Massachusetts residents may be interested in a case involving the revocation of an organization’s nonprofit status. The Marine Museum, which was established back in 1968, has lost its nonprofit status with the IRS for not complying with federal regulations pertaining to filing. The museum initially exhibited items that had been donated to it, including models from the original U.S.S. Titanic 1953 film and replicas of the Fall River Line steamers.
According to an Internet database that tracks nonprofits, the exempt status of the organization was automatically revoked by the IRS for failure to file a Form 990. The organization reportedly did not file the form for three consecutive years. The IRS website also claims the private nonprofit museum had its tax status revoked on Feb. 15., the revocation having been posted on Oct. 7 of this year. The change will have significant effects on the museum’s payment of real estate and federal and state income taxes, as well as tax-deductible donations.
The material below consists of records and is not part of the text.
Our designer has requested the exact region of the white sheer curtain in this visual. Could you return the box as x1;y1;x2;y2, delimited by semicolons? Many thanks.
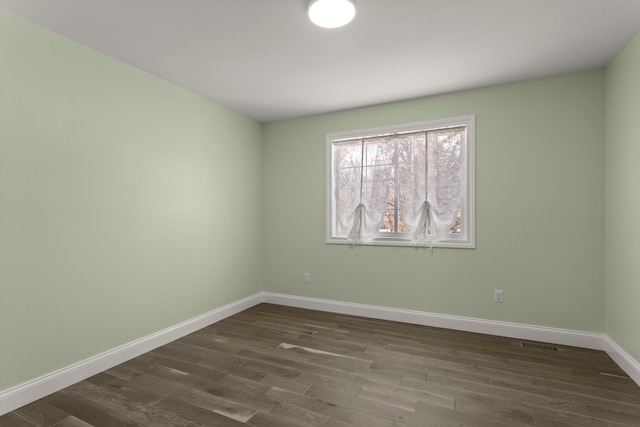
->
398;133;438;246
412;128;466;245
334;140;365;242
427;128;465;238
334;134;435;245
334;138;391;244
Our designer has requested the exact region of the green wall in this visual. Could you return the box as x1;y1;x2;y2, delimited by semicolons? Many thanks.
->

It was also learned that the museum had not filed the required state and city corporation and nonprofit tax forms. The Marine Museum has been located at 70 Water St. since its inception more than 40 years ago. It is housed in a building that is more than a 100 years old.
As the museum’s case may make clear, IRS regulations and documents can be confusing not only to individuals, but also to entities such as private nonprofit organizations. Seeking skilled legal consultation may help clarify a nonprofit organization’s tax options, ensuring that the IRS doesn’t have the right to revoke nonprofit status.